Cette loi rend le service auxiliaire obligatoire. Comme pour le service de l’armée, on ne doit avoir égard, dans ce service auxiliaire, à aucune considération de différence sociale. Si ce service patriotique est rationnellement réglé, on sera rarement obligé de recourir à la contrainte. Il paraît indispensable de rendre ce service également obligatoire pour les femmes, car leur travail peut avoir une grande importance au point de vue militaire. »

Le Kaiser a investi Hindenburg d’une autorité illimitée. La gravité des mesures prises montre bien d’ailleurs que l’Allemagne….. (malheureusement ici encore la photocopie trop pâle est illisible)

France

La France est victime de ses institutions, de son régime stupide. Nous en sommes toujours et il ne saurait en être autrement à attaquer-aborder, défini par Charles Benoist « N’importe qui étant bon à n’importe quoi, peut être mis n’importe quand, à n’importe quel endroit ».

Que fait la Chambre : elle se réunit chaque jour à 2 h 30 en séance secrète pour délibérer sur des interpellations dont la liste s’allonge chaque jour, il y en a déjà quarante cinq…

Il y en a paraît-il pour trois semaines. Après nous aurons des séances secrètes au Sénat…

De quoi est-il question dans ces séances, sans doute de questions nationales mais de quelques unes encore je suppose où les rancunes des partis et les préoccupations personnelles ne sont pas étrangères. A l’abri du secret, l’Union sacrée doit en voir de belles et nos honorables échangent entre incompétents de copieuses injures.

Nos 23 ministres sont obligés d’être assidus aux séances et, quand ils n’y sont pas, doivent préparer leurs réponses et leurs discours – sans compter des séances devant les commissions du Sénat et de la Chambre.

Dans le même temps en Allemagne, le Kaiser et Hindenburg conçoivent et exécutent.

Le contraste finit par crever les yeux même des parlementaires et des démocrates les plus enragés. On juge un arbre à ses fruits.

Tous les journaux font paraître des appels à l’unité, à l’autorité.

Avec le temps de paix, nos institutions démocratiques conduisaient infailliblement la France à sa ruine complète par suite de la décomposition lente de tous les principes vitaux d’une société.
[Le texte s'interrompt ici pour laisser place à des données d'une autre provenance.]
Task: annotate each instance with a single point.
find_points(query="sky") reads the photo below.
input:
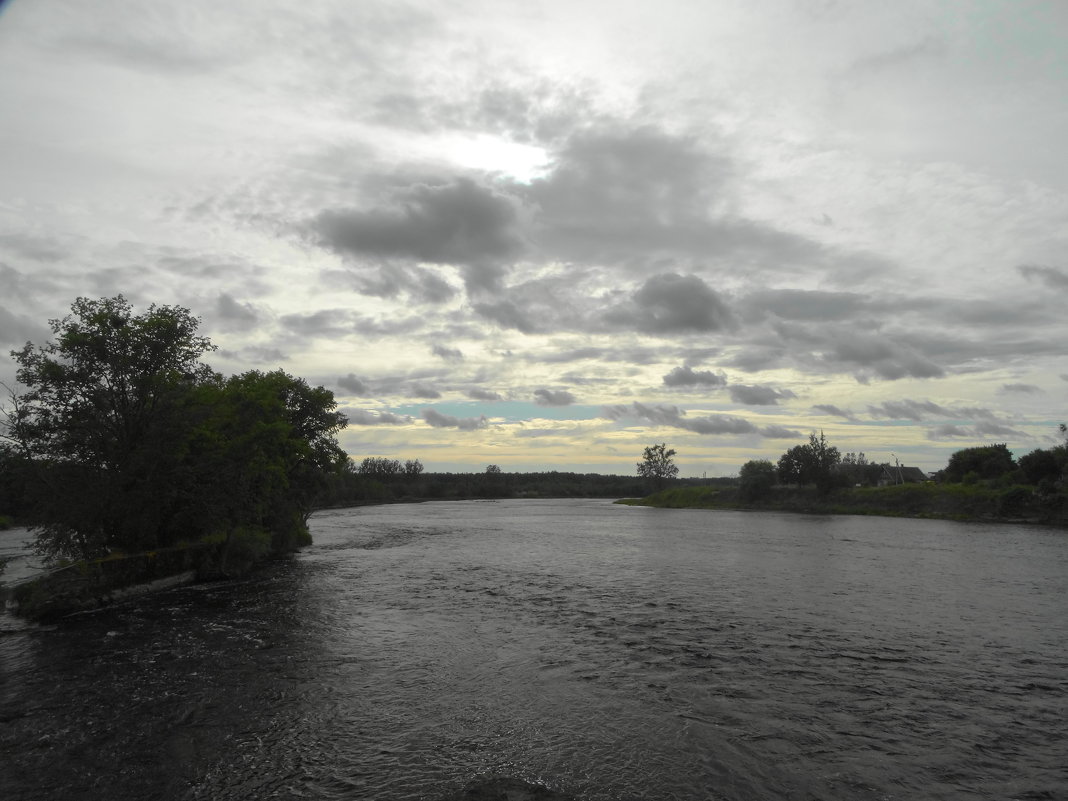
(547, 234)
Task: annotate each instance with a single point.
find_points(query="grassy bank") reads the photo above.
(91, 583)
(941, 501)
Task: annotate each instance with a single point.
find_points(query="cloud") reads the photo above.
(325, 323)
(361, 417)
(1052, 277)
(909, 410)
(354, 385)
(673, 303)
(478, 394)
(834, 410)
(949, 432)
(457, 222)
(450, 355)
(757, 395)
(506, 314)
(806, 304)
(436, 419)
(235, 315)
(553, 397)
(712, 424)
(393, 280)
(982, 430)
(1026, 389)
(686, 376)
(423, 390)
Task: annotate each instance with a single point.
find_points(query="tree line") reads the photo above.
(125, 440)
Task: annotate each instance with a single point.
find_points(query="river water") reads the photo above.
(602, 650)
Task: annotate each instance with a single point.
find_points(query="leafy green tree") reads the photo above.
(658, 465)
(1039, 465)
(136, 444)
(822, 457)
(792, 466)
(756, 477)
(261, 456)
(811, 464)
(103, 421)
(986, 462)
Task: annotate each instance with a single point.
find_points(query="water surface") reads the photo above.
(608, 652)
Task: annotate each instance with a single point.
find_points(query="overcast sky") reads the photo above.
(545, 235)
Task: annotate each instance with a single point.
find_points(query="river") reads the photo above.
(602, 650)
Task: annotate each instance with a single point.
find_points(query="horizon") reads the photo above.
(544, 236)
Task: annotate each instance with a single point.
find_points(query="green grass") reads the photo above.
(942, 501)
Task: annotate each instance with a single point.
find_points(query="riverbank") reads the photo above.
(935, 501)
(89, 584)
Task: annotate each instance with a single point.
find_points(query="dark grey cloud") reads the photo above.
(806, 304)
(436, 419)
(423, 390)
(478, 394)
(833, 410)
(671, 303)
(17, 329)
(883, 356)
(686, 376)
(1052, 277)
(948, 430)
(1026, 389)
(362, 417)
(394, 280)
(507, 314)
(712, 424)
(553, 397)
(633, 195)
(978, 432)
(915, 410)
(757, 395)
(324, 323)
(459, 222)
(234, 315)
(450, 355)
(354, 385)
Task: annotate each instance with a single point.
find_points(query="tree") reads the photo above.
(792, 466)
(757, 477)
(657, 465)
(986, 461)
(810, 464)
(104, 419)
(822, 459)
(134, 443)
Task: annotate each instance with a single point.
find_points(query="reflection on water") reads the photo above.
(608, 652)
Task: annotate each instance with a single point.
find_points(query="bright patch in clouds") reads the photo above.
(491, 154)
(721, 225)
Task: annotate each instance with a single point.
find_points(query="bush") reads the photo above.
(1014, 502)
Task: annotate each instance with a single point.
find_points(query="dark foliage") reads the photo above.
(985, 462)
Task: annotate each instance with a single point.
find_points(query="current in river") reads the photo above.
(602, 650)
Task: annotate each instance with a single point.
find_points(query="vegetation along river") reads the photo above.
(607, 652)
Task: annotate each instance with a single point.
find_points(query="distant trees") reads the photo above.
(380, 467)
(986, 461)
(131, 442)
(657, 465)
(756, 478)
(810, 464)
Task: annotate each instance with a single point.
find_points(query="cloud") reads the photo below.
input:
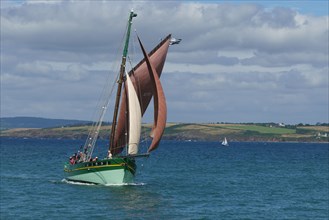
(237, 62)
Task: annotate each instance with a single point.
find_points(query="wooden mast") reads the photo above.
(120, 80)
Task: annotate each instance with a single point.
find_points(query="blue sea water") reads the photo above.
(180, 180)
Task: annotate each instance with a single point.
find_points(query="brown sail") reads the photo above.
(144, 85)
(160, 107)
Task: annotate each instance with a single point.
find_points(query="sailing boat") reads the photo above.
(225, 143)
(134, 93)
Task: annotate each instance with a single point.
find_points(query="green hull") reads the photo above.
(105, 172)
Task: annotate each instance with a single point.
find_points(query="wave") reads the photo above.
(106, 185)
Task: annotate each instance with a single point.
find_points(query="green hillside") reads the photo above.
(204, 132)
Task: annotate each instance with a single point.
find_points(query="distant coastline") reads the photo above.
(260, 132)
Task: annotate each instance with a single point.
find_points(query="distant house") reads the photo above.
(322, 134)
(282, 125)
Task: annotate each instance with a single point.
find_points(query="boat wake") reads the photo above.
(91, 184)
(77, 183)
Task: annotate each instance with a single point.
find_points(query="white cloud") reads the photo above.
(236, 62)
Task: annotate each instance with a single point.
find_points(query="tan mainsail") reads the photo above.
(145, 88)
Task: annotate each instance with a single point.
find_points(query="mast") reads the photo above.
(120, 80)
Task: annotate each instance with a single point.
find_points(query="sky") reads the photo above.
(238, 61)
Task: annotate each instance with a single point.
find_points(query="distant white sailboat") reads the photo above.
(225, 143)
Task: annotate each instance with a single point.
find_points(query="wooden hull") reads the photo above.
(104, 172)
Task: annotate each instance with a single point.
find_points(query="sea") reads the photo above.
(180, 180)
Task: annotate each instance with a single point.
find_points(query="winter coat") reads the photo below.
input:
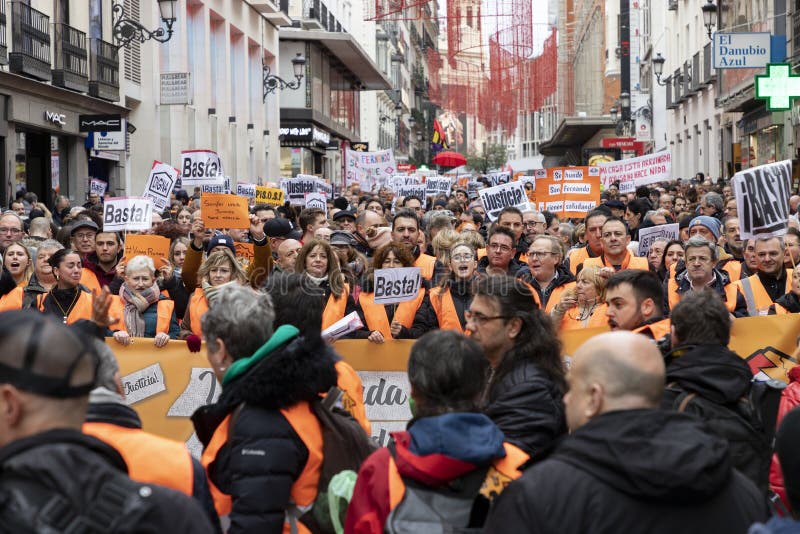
(527, 406)
(641, 470)
(264, 455)
(77, 467)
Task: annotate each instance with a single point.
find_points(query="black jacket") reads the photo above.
(78, 468)
(264, 455)
(632, 471)
(527, 406)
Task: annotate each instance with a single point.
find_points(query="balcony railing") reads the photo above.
(70, 60)
(3, 41)
(104, 71)
(30, 51)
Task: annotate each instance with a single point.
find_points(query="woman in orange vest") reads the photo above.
(68, 300)
(383, 322)
(146, 312)
(584, 307)
(445, 304)
(450, 442)
(790, 302)
(317, 261)
(218, 270)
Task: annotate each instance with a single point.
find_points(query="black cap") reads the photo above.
(278, 227)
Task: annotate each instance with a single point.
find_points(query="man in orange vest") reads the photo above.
(405, 231)
(111, 420)
(594, 244)
(772, 280)
(635, 302)
(616, 255)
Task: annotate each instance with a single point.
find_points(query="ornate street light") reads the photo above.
(273, 83)
(126, 30)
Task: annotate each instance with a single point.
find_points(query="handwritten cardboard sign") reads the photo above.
(224, 211)
(153, 246)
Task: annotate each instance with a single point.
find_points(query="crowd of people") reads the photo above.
(503, 437)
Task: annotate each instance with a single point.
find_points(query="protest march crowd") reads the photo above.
(653, 426)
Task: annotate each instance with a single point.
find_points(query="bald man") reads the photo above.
(647, 470)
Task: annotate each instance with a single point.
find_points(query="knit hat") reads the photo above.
(709, 222)
(221, 240)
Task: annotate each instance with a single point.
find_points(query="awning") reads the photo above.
(344, 48)
(573, 133)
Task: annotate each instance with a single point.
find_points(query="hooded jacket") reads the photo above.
(264, 455)
(640, 470)
(432, 452)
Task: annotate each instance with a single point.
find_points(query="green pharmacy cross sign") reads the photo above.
(778, 86)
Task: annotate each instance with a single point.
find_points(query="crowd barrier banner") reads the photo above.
(166, 385)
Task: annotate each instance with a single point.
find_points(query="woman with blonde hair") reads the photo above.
(318, 261)
(220, 269)
(583, 307)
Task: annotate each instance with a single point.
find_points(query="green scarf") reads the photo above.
(283, 334)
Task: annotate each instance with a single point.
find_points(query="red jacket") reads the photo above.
(790, 398)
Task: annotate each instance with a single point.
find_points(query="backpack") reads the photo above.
(345, 446)
(748, 424)
(457, 508)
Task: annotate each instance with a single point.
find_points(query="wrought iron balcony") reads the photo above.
(30, 42)
(70, 60)
(104, 70)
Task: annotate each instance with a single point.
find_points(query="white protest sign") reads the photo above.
(500, 196)
(435, 185)
(295, 189)
(200, 167)
(159, 184)
(762, 199)
(633, 172)
(127, 213)
(246, 190)
(317, 200)
(648, 236)
(413, 190)
(97, 186)
(497, 178)
(396, 285)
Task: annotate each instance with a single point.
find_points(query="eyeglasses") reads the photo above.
(480, 318)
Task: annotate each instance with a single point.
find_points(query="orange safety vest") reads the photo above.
(445, 308)
(598, 318)
(81, 310)
(630, 262)
(164, 309)
(656, 330)
(502, 472)
(377, 319)
(426, 264)
(335, 308)
(150, 458)
(198, 306)
(757, 298)
(673, 297)
(304, 489)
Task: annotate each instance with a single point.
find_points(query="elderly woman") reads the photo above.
(585, 306)
(219, 269)
(387, 321)
(319, 263)
(17, 259)
(146, 312)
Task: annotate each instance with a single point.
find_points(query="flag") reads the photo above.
(438, 141)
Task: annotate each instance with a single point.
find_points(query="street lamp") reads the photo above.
(709, 16)
(658, 68)
(272, 82)
(125, 30)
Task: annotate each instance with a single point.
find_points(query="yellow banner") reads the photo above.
(166, 385)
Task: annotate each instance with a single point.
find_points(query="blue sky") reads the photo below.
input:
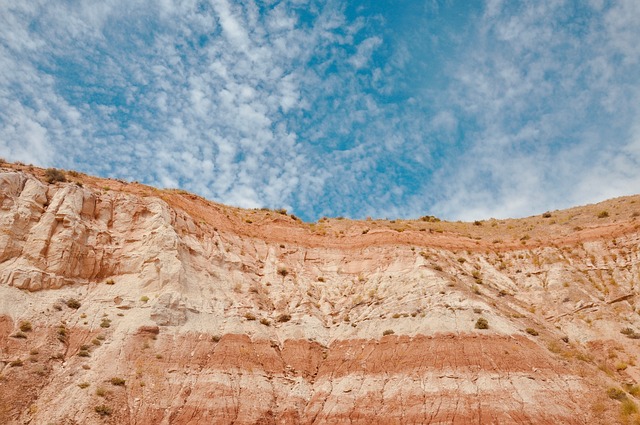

La mort de la France était certaine, mais elle serait venue lentement.

En temps de guerre, ces institutions démocratiques peuvent nous conduire à la mort violente.

Fort heureusement, les pays sont comparables à des organismes vivants ; quand une pourriture les envahit et menace leur existence, il se produit automatiquement une réaction de la vie contre la mort, les éléments pourris sont violemment rejetés.

Les démocraties sont destructrices de toutes les autorités ; le désordre et le gâchis suivent nécessairement cette disparition de l’autorité indépendante. Alors surgit un chef, une poigne de fer que la foule acclame comme un libérateur. J’espère que si les excès au Parlement continuent, nous allons apprendre la fermeture violente de cette usine à gaz asphyxiant qui infecte le pays.

Dans ces heures graves il est certain que c’est le pouvoir militaire qui sauvera la France, il serait donc naturel qu’ayant toutes les responsabilités il ait aussi tout le pouvoir.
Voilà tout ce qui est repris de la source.